The ongoing Luas dispute continues to cause headaches for commuters, with more strikes planned.

Image: Eamonn Farrell

IT’S BEEN ONE of the biggest stories of the year and it shows no signs of a resolution.

The ongoing Luas dispute continues to cause headaches for commuters, with more strike days planned this month and next.

Workers are looking for better pay and conditions, including improvements to sick pay, shift durations, pension arrangements and overtime rates.

Negotiations have been very on-off in recent months, with no end in sight.

In the latest twist, Transdev has suspended the sick pay scheme for Luas workers and warned drivers if they proceed with planned four-hour stoppages due to take place in the coming weeks they will be docked a full day’s pay.

The absence rate for drivers is currently running at approximately 12%, compared to an absence figure of about 4.5% last year.

Siptu organiser Owen Reidy told Today with Seán O’Rourke Transdev’s behaviour is forcing workers to continue their action.

“All they are doing is pouring fuel on the fire and making a difficult situation worse,” he said.

In reply, Transdev’s managing director Gerry Madden told the News at One the company had made drivers “very reasonable offers” and is “trying desperately to do a deal and be reasonable”.

As members of the public face the prospect of more service disruptions, we take a look at some of the key events that have taken place in the dispute so far this year.

January

Luas drivers voted overwhelmingly in favour of strike action, with a Siptu representative saying that 24 or 48 hour stoppages were “quite likely”. Some 221 of the 223 employees who took part in the ballot voted in favour of industrial action.

Drivers were essentially seeking pay parity with Irish Rail drivers. Currently, the top Luas salary after 10 years of service is around €42,000. Siptu was calling for an increase in the starting salary to €35,000 – up from €32,000, rising to €60,000 after 10 years.

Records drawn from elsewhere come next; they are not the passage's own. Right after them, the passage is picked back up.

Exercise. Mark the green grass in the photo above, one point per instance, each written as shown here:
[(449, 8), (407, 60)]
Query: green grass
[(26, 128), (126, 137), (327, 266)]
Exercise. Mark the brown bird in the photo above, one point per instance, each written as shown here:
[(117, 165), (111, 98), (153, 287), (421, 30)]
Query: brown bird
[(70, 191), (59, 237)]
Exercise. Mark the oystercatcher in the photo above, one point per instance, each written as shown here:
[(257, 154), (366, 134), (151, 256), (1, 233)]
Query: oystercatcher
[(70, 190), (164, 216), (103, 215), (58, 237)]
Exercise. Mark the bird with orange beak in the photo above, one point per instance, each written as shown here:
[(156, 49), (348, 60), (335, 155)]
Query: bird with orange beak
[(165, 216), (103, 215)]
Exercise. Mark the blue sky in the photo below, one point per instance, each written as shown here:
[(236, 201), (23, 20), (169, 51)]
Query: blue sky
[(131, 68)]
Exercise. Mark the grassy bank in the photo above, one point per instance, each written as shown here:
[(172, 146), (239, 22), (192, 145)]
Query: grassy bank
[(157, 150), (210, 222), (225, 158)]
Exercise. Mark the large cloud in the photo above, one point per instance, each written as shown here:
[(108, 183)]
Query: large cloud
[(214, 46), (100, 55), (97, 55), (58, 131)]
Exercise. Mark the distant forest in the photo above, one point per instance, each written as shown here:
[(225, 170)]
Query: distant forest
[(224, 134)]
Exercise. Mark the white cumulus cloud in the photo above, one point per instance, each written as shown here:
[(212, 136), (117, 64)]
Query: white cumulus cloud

Reidy said at the time: “In talks over the last 18 months, Transdev has failed to offer an increase in pay for the next five years to Luas workers. The company position in talks in all forums has been that it will only offer pay increases in line with the Consumer Price Index (CPI).

The CPI is currently, and has been for some time, a negative figure. This means that unlike 96% of other companies across the state Transdev is not prepared to pay any increase in pay in excess of that attached to workers existing conditions of employment.

Transdev, however, said that the Luas drivers’ demands were unreasonable.

The claims being pursued by Siptu on pay alone are between 8.5% and 53.8% depending on the pay scale, and would cost Transdev €30 million over the five years of the Luas operating contract – €6 million per year. This is at a time when Transdev finds itself in a loss making situation. The loss incurred by Transdev in 2015 was €700,000 and we are predicting further losses in 2016.

Luas drivers served strike notice for four days in February.

Talks between workers and the company in the Labour Relations Commission (LRC) broke down at the end of January.

February 

Transdev told workers who are taking part in strike action they will have wages for up to four days docked from their pay packets.

The Workplace Relations Commission (WRC) asked both sides in the dispute to come in for separate negotiations.

11/2/2016 Luas Transport Strikes Source: Mark Stedman/RollingNews.ie

Kieran Mulvey of the WRC told Morning Ireland that seeking a pay rise of 53% was “unusual, to be blunt”.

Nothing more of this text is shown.